September 17: Urban Street Art and Social Movements in Oaxaca, Mexico: 1968/2006/2015

Urban Street Art and Social Movements in Oaxaca, Mexico: 1968/2006/2015

Héctor Espinosa
Founder of Galeria Anomolía

Hector Espinosa at The City Talks - September 2015


Mexico has a rich visual tradition--from pre-Hispanic cultures that covered their temples with colorful murals of which there are still vestiges to the interventions of large buildings in major cities across the country sponsored by international festivals. In his talk, Hector Espinosa provides a historical review of the muralist tradition, and illustrates how the main muralist movements of Mexico have always been triggered by social movements or major events in Mexican political history. Espinosa has selected four historical periods to illustrate this pattern: the first great muralist movement which emerged after the Mexican Revolution in 1921, the graphic protest art generated by the student movement of 1968, the stencil art created by the SUMA Group in the late seventies and early the eighties, and the enormous wealth of graphics generated in 2006 by the APPO (Popular Assembly of the Peoples of Oaxaca Assembly). He shall also consider how these movements relate to the new murals sponsored by large multinational brands, raising questions such as: how does art influence urban public space?

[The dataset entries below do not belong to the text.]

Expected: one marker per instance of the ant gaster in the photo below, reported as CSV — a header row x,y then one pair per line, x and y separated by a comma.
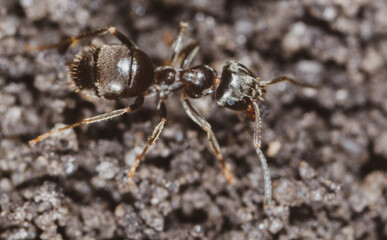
x,y
121,71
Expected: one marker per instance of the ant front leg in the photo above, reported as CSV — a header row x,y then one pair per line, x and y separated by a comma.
x,y
106,116
199,120
69,42
151,140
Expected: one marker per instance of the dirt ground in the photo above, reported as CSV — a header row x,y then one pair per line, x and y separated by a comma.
x,y
326,148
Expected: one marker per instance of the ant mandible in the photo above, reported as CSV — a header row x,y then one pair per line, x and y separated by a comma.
x,y
121,71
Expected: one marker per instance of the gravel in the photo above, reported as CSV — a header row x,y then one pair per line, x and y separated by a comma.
x,y
326,148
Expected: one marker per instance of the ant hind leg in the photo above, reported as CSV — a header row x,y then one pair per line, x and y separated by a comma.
x,y
151,140
199,120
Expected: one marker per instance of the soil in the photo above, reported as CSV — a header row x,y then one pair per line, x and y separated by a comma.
x,y
326,148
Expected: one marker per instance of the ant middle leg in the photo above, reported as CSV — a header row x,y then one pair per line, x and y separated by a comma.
x,y
262,159
106,116
291,80
151,140
69,42
199,120
188,53
176,45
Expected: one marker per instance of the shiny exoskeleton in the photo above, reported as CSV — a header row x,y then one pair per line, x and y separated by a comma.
x,y
121,71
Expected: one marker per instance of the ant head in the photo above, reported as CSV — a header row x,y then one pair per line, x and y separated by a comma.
x,y
237,87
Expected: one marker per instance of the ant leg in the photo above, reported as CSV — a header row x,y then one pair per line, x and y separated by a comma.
x,y
176,46
139,101
152,139
293,81
199,120
188,53
69,42
262,159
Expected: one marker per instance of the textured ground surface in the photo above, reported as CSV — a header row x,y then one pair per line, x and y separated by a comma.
x,y
327,149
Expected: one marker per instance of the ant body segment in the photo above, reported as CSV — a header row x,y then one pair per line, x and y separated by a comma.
x,y
121,71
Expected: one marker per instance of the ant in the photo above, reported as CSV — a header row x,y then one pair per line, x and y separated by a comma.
x,y
114,72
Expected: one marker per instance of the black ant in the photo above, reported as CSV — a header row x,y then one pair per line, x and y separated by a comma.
x,y
121,71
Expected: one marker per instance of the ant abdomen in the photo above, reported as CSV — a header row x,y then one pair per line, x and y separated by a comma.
x,y
237,87
113,72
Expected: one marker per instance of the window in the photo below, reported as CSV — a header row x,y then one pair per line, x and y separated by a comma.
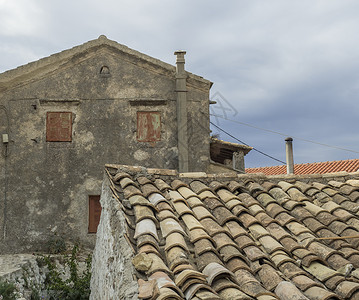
x,y
94,213
148,126
59,127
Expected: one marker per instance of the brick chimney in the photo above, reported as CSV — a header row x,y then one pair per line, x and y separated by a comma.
x,y
182,118
289,155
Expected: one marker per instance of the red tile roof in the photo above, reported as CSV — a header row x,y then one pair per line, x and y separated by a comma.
x,y
350,165
222,236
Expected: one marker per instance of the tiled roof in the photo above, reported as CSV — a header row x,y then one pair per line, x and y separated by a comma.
x,y
241,236
350,165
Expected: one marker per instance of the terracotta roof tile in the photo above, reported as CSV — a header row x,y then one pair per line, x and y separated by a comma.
x,y
351,165
262,238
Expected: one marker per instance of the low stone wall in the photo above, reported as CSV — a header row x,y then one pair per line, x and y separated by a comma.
x,y
111,262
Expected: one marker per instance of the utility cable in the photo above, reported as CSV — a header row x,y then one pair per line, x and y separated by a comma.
x,y
233,137
283,134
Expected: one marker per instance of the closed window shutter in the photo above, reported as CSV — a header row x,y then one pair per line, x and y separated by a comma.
x,y
59,127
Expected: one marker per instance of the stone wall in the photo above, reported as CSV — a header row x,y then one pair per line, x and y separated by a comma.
x,y
45,186
112,268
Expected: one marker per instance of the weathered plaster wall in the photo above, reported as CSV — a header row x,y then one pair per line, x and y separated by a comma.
x,y
111,260
49,182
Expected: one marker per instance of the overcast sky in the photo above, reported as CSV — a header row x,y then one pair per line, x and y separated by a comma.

Hector Espinosa was born in Mexico City and completed a Visual Arts degree at the National Autonomous University of Mexico. Espinosa’s first solo photography exhibition was in 1996, and since then he has explored the processes of image creation through the use of various graphic techniques. In 2011, Espinosa formed Galeria Anomolía, an independent exhibition space and print studio. Galeria Anomalía has been the site of various collaborations between Mexican artists and visiting artists from Canada, Guatemala, Spain, and Germany. These have primarily entailed mural painting and workshops in various urban neighborhoods in Mexico City and Oaxaca, seeking primarily to promote coexistence between art, the street, and its inhabitants.